SEOUL – Korea Selatan memulai pemasaran massal kendaraan listrik (EV) menyusul kebakaran yang dimaksud melibatkan Mercedes-Benz EV di area Incheon yang menghancurkan lebih lanjut dari 140 mobil pada 1 Agustus lalu.
Menyusul insiden tersebut, muncul usulan untuk membatasi akses kendaraan listrik ke tempat parkir bawah tanah.
Platform perdagangan mobil bekas terbesar kedua dalam Korea Selatan, K Car, melaporkan peningkatan listing EV bekas sebesar 184 persen pada minggu pertama bulan Agustus dibandingkan minggu terakhir bulan Juli.
Seri Mercedes-Benz EQE, yang mencakup EQE 300 standar, EQE 350+ – model persis yang dimaksud terlibat pada kebakaran dengan dengan versi AMG berperforma tinggi kemudian SUV EQE, sangat terpukul oleh reaksi pasar.
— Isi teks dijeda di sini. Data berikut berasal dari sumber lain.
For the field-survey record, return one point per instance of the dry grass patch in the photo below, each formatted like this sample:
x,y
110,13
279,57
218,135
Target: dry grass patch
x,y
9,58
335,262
Setelah kejadian tersebut, lebih lanjut dari 100 model EQE terdaftar pada SK Encar, media perdagangan mobil bekas terkemuka di area Korea, sehingga jumlah total kendaraan EQE yang dijual menjadi 115 pada tanggal 16 Agustus dengan harga jual yang tersebut turun tajam.
Sebelum kebakaran, model EQE bekas biasanya dijual dengan biaya mulai dari USD58,600 saat ini beberapa model EQE 300 2023 bekas bersertifikat dijual dengan nilai tukar mulai dari 59 jt won, penurunan yang tersebut signifikan dari nilai jual aslinya sebesar 92 juta.
Setelah kejadian tersebut, hal ini berdampak serta produsen mobil sekarang meluncurkan iklan agresif untuk melawan semakin besarnya keengganan konsumen untuk membeli kendaraan listrik.
Produsen mobil impor juga merasakan tekanan dan juga pemotongan biaya agar tetap memperlihatkan kompetitif.
Menurut dealer mobil pada Korea Selatan, beberapa pembeli yang tersebut memesan kendaraan listrik baru saat ini terpaksa membatalkannya selain terikat oleh aturan baru seperti membatasi penggunaannya di tempat tempat parkir bawah tanah lantaran risiko kebakaran.